The winter solstice is not far away, and here I am worrying about my garden bees. I’m thinking of expanding my garden a bit, into an area that has lain fallow for ten years. We chop out the woody growth and mow the weeds there once or twice a year, which has turned the space into an ideal habitat for native bees, most of which nest in undisturbed ground. While honeybees are certainly important pollinators, many other bees like orchard mason bees and bumblebees do at least half the pollination work in most gardens. Is it wise to leave them homeless?
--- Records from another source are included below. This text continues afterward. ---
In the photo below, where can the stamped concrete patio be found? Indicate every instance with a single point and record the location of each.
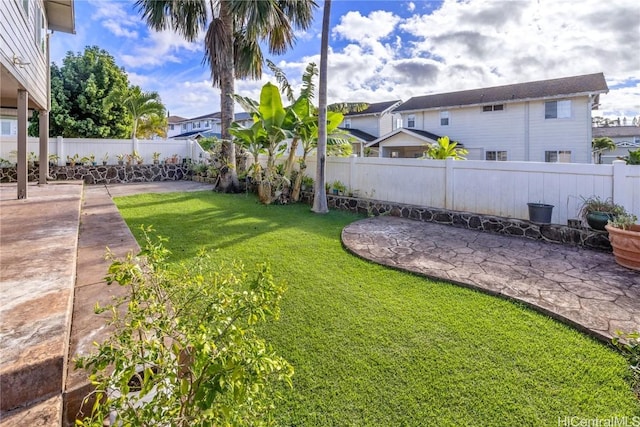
(581, 287)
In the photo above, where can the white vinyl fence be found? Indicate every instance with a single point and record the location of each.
(490, 188)
(85, 147)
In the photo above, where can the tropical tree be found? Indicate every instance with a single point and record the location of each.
(140, 105)
(600, 145)
(152, 125)
(235, 29)
(320, 197)
(445, 149)
(78, 90)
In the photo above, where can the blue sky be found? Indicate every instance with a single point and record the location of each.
(396, 49)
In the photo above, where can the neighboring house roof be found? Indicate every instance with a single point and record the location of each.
(586, 84)
(217, 115)
(375, 108)
(194, 134)
(61, 15)
(175, 119)
(361, 135)
(616, 131)
(423, 135)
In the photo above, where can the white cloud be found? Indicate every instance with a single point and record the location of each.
(118, 30)
(160, 47)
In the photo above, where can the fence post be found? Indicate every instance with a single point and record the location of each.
(448, 183)
(60, 150)
(352, 171)
(620, 194)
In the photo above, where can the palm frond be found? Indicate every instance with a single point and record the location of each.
(281, 78)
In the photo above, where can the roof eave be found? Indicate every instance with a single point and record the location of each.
(61, 15)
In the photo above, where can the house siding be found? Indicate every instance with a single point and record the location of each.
(520, 129)
(32, 77)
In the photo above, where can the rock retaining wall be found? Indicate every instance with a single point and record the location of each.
(110, 174)
(556, 233)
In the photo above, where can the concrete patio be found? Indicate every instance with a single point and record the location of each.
(52, 268)
(582, 287)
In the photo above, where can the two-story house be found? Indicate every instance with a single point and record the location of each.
(207, 125)
(626, 138)
(542, 121)
(25, 73)
(367, 125)
(173, 125)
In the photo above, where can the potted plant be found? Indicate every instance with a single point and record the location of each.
(598, 212)
(633, 158)
(53, 159)
(624, 235)
(540, 212)
(71, 161)
(339, 188)
(136, 157)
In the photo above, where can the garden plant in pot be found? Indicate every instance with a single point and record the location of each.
(624, 235)
(598, 212)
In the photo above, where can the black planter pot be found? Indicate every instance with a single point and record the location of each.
(597, 220)
(540, 212)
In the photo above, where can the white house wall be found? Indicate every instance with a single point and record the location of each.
(34, 76)
(518, 126)
(572, 134)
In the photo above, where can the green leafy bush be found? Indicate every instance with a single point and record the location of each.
(184, 351)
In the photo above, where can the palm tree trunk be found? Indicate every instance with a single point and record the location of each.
(229, 177)
(320, 197)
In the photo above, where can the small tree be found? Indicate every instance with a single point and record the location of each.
(184, 351)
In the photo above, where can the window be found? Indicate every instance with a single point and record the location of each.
(5, 128)
(557, 109)
(557, 156)
(500, 156)
(497, 107)
(444, 118)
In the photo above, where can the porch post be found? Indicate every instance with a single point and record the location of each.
(21, 168)
(44, 146)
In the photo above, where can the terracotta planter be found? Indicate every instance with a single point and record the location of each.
(626, 246)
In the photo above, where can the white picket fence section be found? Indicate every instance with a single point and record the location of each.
(84, 147)
(490, 188)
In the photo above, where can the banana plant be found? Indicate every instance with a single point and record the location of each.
(444, 149)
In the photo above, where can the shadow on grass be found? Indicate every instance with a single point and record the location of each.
(214, 221)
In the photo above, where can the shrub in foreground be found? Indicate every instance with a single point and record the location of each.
(184, 351)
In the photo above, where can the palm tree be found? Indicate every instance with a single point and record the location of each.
(142, 105)
(320, 196)
(232, 50)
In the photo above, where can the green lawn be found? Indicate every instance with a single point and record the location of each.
(374, 346)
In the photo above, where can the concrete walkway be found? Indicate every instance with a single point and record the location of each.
(582, 287)
(52, 265)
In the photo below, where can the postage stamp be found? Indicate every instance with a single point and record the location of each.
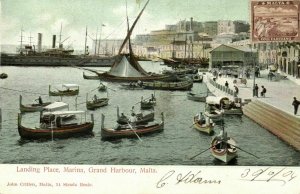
(274, 21)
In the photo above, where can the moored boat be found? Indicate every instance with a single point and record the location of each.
(57, 129)
(92, 77)
(129, 131)
(141, 118)
(102, 87)
(158, 85)
(205, 127)
(70, 90)
(32, 107)
(223, 147)
(96, 103)
(196, 97)
(148, 103)
(3, 75)
(197, 78)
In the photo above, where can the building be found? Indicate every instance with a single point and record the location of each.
(225, 55)
(226, 27)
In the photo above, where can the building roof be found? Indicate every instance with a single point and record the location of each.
(239, 48)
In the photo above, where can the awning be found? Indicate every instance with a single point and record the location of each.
(215, 99)
(56, 106)
(67, 112)
(70, 85)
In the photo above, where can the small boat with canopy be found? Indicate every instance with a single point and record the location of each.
(130, 130)
(33, 107)
(58, 128)
(223, 147)
(68, 90)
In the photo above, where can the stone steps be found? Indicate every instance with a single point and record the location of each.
(278, 122)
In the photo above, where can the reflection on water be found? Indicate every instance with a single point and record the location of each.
(174, 146)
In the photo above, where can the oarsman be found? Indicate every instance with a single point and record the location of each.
(296, 105)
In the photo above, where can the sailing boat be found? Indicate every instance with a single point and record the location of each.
(223, 147)
(126, 67)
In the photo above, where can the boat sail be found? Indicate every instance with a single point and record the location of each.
(126, 67)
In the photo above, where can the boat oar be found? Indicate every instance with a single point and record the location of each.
(203, 151)
(192, 125)
(134, 131)
(111, 89)
(94, 89)
(242, 149)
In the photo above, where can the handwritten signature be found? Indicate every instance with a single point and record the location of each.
(184, 178)
(269, 174)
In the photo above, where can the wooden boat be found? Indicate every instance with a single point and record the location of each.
(157, 85)
(141, 118)
(102, 87)
(130, 131)
(47, 116)
(196, 97)
(92, 77)
(197, 78)
(148, 104)
(224, 105)
(3, 76)
(223, 147)
(96, 103)
(32, 107)
(207, 127)
(132, 86)
(56, 129)
(70, 90)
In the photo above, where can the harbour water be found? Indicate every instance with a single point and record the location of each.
(174, 146)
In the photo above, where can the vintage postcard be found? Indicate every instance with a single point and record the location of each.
(149, 96)
(275, 21)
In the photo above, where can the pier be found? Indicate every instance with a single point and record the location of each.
(273, 112)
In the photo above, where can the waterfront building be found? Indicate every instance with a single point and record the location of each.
(226, 27)
(224, 55)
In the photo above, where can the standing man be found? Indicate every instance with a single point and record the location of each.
(236, 91)
(226, 84)
(263, 92)
(296, 105)
(256, 90)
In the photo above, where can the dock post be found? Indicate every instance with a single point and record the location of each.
(0, 118)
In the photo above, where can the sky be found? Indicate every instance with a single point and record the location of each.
(108, 16)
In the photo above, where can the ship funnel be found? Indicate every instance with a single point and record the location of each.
(39, 42)
(53, 41)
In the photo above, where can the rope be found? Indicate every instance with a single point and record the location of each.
(24, 91)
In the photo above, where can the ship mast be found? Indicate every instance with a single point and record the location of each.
(60, 35)
(85, 40)
(21, 45)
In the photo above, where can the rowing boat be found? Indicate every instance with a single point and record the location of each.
(32, 107)
(129, 131)
(141, 118)
(56, 129)
(70, 90)
(207, 127)
(223, 147)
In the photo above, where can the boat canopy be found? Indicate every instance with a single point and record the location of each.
(216, 99)
(57, 113)
(56, 106)
(70, 85)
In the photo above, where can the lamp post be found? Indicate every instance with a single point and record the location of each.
(102, 25)
(254, 69)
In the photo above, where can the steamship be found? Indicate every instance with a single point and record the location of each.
(30, 56)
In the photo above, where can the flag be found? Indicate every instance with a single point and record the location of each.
(138, 2)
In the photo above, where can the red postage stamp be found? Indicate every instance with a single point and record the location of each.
(274, 21)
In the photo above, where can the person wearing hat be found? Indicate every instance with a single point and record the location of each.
(296, 105)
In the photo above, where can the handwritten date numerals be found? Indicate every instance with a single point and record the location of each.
(269, 174)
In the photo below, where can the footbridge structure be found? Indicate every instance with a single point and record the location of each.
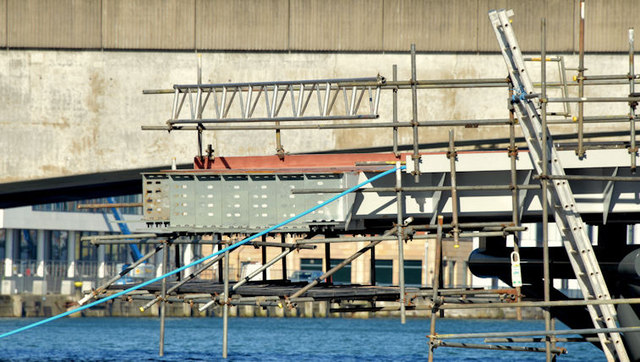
(461, 189)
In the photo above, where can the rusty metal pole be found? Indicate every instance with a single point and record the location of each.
(264, 258)
(163, 307)
(545, 186)
(400, 233)
(515, 217)
(284, 260)
(225, 308)
(435, 285)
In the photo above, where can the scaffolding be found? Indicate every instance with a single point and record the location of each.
(354, 103)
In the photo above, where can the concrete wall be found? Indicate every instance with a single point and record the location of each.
(309, 25)
(72, 112)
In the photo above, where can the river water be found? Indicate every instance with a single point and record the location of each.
(261, 339)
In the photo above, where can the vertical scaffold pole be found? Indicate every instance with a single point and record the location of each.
(284, 260)
(163, 306)
(414, 121)
(545, 185)
(515, 217)
(395, 111)
(580, 150)
(264, 258)
(435, 285)
(451, 155)
(632, 105)
(400, 233)
(225, 306)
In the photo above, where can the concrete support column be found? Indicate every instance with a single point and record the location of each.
(8, 285)
(71, 255)
(9, 252)
(40, 253)
(187, 258)
(102, 267)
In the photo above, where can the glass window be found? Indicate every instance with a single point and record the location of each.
(59, 242)
(413, 273)
(27, 248)
(311, 264)
(3, 239)
(384, 272)
(86, 250)
(342, 276)
(72, 206)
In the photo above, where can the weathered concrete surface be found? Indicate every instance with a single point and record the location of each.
(72, 112)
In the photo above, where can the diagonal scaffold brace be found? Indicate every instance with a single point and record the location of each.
(561, 200)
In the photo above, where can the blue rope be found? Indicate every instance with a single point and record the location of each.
(518, 95)
(231, 247)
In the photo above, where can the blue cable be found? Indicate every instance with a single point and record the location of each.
(231, 247)
(124, 228)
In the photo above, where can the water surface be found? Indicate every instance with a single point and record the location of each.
(261, 339)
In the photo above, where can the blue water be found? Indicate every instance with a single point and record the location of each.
(260, 339)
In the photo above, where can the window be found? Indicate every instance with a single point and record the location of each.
(413, 273)
(384, 272)
(72, 206)
(311, 264)
(86, 251)
(27, 248)
(59, 244)
(342, 276)
(3, 239)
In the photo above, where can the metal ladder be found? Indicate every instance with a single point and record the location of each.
(567, 217)
(267, 101)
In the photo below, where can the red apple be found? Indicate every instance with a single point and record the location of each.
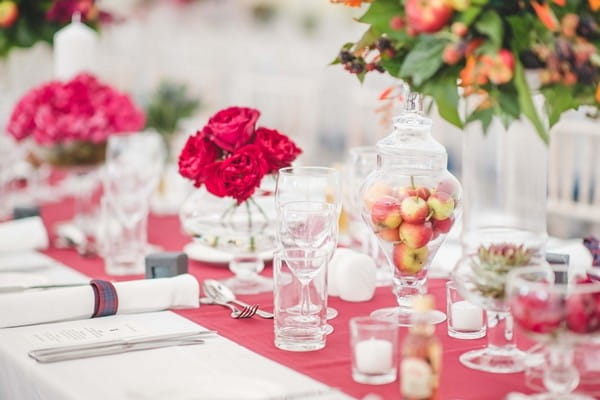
(8, 13)
(442, 226)
(386, 212)
(389, 235)
(416, 235)
(441, 205)
(397, 23)
(375, 192)
(499, 66)
(452, 54)
(409, 261)
(427, 15)
(414, 210)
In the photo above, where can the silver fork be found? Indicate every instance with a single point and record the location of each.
(247, 312)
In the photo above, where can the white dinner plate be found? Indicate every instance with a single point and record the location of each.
(198, 252)
(21, 279)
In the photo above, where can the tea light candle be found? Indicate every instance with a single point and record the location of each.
(373, 356)
(466, 316)
(74, 50)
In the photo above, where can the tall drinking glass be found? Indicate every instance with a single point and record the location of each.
(300, 298)
(133, 167)
(311, 184)
(361, 162)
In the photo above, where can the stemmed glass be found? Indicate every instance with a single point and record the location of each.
(321, 184)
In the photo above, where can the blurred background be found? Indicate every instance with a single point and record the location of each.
(273, 55)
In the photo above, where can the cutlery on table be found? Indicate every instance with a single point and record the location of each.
(72, 352)
(246, 312)
(220, 292)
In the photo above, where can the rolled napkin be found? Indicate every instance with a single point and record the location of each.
(63, 304)
(23, 234)
(354, 275)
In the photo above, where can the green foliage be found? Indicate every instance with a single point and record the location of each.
(168, 106)
(424, 60)
(30, 27)
(502, 39)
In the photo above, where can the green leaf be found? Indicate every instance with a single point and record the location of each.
(424, 60)
(558, 100)
(490, 24)
(526, 101)
(368, 38)
(444, 90)
(484, 115)
(392, 66)
(469, 15)
(380, 12)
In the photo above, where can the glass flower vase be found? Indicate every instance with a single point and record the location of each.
(244, 231)
(410, 202)
(81, 163)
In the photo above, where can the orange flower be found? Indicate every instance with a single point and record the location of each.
(545, 14)
(472, 73)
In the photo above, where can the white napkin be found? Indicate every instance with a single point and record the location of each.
(352, 276)
(23, 234)
(62, 304)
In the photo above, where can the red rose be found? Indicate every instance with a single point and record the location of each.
(279, 150)
(237, 176)
(232, 127)
(197, 154)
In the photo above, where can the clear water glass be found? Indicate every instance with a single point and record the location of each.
(300, 299)
(321, 184)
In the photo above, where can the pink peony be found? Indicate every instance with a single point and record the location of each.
(82, 109)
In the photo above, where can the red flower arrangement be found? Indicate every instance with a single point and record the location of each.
(230, 156)
(83, 109)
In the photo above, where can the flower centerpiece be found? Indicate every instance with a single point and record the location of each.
(229, 159)
(484, 47)
(24, 23)
(70, 122)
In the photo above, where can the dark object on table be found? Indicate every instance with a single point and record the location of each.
(593, 245)
(559, 259)
(26, 212)
(164, 265)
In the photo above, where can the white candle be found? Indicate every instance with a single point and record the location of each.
(75, 48)
(466, 316)
(373, 356)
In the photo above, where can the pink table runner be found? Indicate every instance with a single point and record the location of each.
(330, 365)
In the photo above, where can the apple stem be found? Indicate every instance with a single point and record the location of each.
(429, 215)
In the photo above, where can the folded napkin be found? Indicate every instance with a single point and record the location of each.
(352, 276)
(23, 234)
(61, 304)
(593, 245)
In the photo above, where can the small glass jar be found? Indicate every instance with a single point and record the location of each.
(410, 202)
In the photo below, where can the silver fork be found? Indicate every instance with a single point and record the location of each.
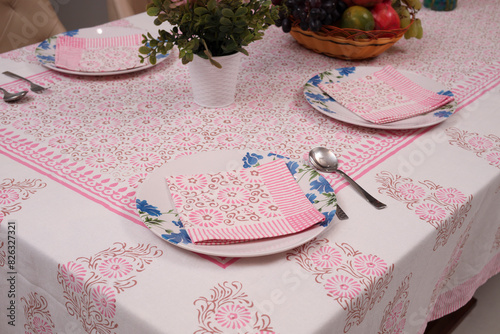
(34, 87)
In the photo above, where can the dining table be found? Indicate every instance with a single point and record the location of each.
(89, 242)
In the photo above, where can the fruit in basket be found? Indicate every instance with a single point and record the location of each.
(364, 3)
(385, 17)
(357, 17)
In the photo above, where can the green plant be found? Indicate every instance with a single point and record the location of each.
(207, 28)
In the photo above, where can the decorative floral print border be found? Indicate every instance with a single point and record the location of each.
(443, 208)
(12, 192)
(394, 319)
(486, 147)
(229, 309)
(449, 270)
(356, 281)
(38, 317)
(91, 285)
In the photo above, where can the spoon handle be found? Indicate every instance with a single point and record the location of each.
(372, 200)
(341, 215)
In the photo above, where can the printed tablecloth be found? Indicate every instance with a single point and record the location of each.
(76, 258)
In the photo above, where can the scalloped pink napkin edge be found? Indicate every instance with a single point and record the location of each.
(236, 206)
(98, 54)
(385, 96)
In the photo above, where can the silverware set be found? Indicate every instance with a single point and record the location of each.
(324, 160)
(12, 97)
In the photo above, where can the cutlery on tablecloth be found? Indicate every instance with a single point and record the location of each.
(12, 97)
(325, 160)
(34, 87)
(341, 215)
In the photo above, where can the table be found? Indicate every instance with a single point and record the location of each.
(76, 258)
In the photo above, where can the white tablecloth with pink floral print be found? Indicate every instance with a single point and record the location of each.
(73, 157)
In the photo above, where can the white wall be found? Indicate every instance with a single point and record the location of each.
(75, 14)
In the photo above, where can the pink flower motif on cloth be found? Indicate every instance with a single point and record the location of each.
(115, 267)
(430, 211)
(27, 123)
(37, 314)
(186, 139)
(101, 160)
(73, 274)
(494, 158)
(227, 309)
(326, 257)
(99, 279)
(370, 265)
(235, 206)
(41, 326)
(480, 143)
(342, 286)
(233, 195)
(450, 196)
(269, 209)
(105, 300)
(145, 159)
(443, 208)
(105, 141)
(385, 96)
(411, 191)
(8, 196)
(484, 146)
(233, 316)
(191, 182)
(206, 217)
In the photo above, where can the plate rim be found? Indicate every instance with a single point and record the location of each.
(52, 66)
(363, 123)
(225, 250)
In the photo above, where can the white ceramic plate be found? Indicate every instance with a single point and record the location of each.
(46, 51)
(157, 211)
(328, 106)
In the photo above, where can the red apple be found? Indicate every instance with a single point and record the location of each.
(364, 3)
(386, 18)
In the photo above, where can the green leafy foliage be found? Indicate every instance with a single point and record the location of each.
(207, 28)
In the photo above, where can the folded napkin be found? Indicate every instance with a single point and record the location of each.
(385, 96)
(236, 206)
(98, 54)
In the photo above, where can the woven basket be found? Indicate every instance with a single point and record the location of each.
(348, 44)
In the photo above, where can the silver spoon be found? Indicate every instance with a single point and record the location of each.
(325, 160)
(11, 97)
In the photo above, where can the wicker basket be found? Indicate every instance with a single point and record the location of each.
(348, 44)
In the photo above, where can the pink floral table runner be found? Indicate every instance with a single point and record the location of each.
(73, 157)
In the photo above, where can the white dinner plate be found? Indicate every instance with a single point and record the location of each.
(157, 211)
(46, 51)
(328, 106)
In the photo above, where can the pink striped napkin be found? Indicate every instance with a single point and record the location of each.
(385, 96)
(236, 206)
(98, 54)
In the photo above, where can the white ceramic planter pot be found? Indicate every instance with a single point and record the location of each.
(214, 87)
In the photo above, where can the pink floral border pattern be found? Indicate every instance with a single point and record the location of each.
(354, 280)
(12, 192)
(91, 285)
(38, 318)
(486, 147)
(394, 319)
(228, 308)
(443, 208)
(448, 272)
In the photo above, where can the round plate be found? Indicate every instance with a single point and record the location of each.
(328, 106)
(157, 211)
(46, 51)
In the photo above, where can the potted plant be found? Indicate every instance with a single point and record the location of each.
(207, 28)
(211, 35)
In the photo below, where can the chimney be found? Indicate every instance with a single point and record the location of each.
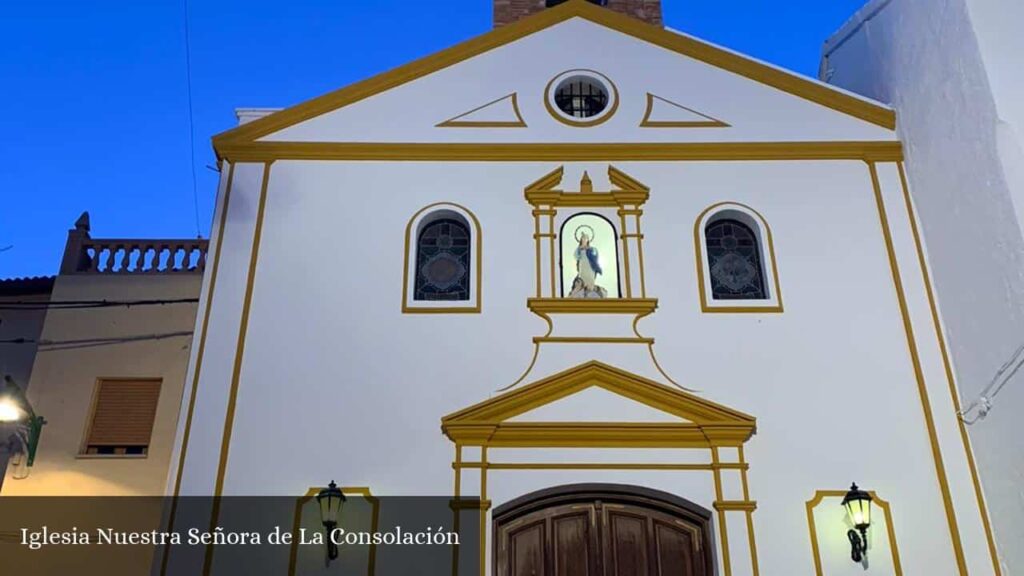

Here I should confess that I just plain like bees. From the little iridescent mason bees that crawl into blueberry blossoms on chilly spring mornings to the big bumblebees that buzz summer tomatoes, bees occupy a fascinating niche in the garden. We don’t keep honeybee hives ourselves, but by the time our apple trees are in full bloom, we are included in honeybee foraging paths, too. Honeybees that access a wide variety of nectar and pollen sources enjoy better nutrition, and honeybees that feed in organic gardens are less likely to be affected by pesticide residues linked to Colony Collapse Disorder.
I would probably get more done in the garden if I did not stop so often to look at bees and watch them work. The best all-round garden bee plant will vary from one climate to another, but where I live it is catnip. The photo at right shows catnip (catmint) covered with bumblebees, but during certain hours honeybees may be equally numerous. Catnip also blooms for a long time, saving bees from wasting energy searching for new nectar sources.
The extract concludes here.